The order of the conditions is not important. You can select whether the email message must match all conditions or just meet any one of the listed conditions. You can also use a negative condition. For example, you can filter an email message that does not contain a particular word. Filter conditions are not case-sensitive.
A filter condition can be based on the following:
• Specific email addresses in the From, To, or Cc fields
• Email messages that are under or over a specific size
• Dates
• Presence or absence of file attachments
• Words in the message subject or body
• Calendar invitation
Filtering Using Any Versus All
Conditions within a filter rule can be grouped using Any or All. The use of these terms is similar to the "AND" versus "OR" type searches described under the Search feature, with Any being OR and All being AND.
If you select Any when defining conditions for a new filter rule, then a message that meets any one of the conditions is considered a match. However, if you select All, every condition specified in that filter rule must apply in order for that message to match the filter.

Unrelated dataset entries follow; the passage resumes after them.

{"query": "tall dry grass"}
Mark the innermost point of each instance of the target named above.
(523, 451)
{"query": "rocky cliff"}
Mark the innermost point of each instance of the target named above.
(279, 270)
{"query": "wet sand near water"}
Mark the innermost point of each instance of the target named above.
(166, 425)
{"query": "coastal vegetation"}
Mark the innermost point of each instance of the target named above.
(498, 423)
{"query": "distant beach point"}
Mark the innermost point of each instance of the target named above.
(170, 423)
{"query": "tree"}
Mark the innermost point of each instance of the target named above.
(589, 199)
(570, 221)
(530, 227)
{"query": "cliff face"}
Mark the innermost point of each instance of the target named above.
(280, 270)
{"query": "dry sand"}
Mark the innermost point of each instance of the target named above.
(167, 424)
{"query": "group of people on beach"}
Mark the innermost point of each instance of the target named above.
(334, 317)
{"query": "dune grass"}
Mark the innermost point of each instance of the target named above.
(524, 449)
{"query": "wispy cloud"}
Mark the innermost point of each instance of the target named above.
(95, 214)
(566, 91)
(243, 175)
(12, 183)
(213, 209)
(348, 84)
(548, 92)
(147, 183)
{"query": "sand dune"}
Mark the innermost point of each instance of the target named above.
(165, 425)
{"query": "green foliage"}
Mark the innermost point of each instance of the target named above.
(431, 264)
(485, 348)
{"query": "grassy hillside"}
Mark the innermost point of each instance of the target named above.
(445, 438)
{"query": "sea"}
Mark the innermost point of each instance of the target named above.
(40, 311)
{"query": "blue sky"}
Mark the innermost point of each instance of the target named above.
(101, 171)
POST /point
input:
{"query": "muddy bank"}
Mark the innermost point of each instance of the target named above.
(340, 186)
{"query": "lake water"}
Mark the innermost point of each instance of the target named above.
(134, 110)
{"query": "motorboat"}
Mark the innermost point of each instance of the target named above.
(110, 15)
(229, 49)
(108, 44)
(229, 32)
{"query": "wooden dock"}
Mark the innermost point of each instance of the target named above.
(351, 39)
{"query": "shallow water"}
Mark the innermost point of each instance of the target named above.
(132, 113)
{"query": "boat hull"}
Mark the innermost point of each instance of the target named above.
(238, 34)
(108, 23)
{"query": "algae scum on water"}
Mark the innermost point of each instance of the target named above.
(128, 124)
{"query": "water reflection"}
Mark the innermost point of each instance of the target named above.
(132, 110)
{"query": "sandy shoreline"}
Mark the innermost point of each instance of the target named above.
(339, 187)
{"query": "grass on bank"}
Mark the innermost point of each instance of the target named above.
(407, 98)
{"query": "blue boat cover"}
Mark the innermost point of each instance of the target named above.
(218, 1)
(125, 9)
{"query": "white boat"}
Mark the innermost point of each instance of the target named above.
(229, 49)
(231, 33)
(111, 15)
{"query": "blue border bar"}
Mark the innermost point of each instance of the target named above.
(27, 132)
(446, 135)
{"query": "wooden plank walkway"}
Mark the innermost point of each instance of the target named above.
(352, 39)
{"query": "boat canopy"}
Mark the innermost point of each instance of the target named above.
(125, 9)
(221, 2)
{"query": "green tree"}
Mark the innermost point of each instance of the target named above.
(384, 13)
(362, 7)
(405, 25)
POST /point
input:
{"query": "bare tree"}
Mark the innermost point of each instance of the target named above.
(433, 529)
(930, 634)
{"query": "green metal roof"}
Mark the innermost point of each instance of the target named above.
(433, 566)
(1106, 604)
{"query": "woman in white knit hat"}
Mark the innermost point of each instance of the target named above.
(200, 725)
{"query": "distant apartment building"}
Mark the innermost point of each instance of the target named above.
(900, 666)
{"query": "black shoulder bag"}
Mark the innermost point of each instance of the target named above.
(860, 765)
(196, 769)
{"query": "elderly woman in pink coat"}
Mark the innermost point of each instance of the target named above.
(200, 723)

Filtering Using Contains, Matches, and Is options
Three of the comparison methods for filter conditions are Contains, Matches pattern, and Matches Exactly. These options appear for some items such as the subject line.
• Contains means that the specified line must contain, somewhere within it, the specified string. For example, specifying that the subject line contains "bananas" would match both "Cooking with bananas" and "Bananas for breakfast".
• Matches pattern means that the specified line must match the specified string, which includes wildcards. For example, specifying " bana*" would match "banana" and "banana tree but not "free bananas".
• Is means that the specified line must exactly match the specified string, with no wildcards or substitutions. For example, specifying that the subject line must match "bananas" would only match "bananas" and not "Banana", "My bananas", or "Bananas?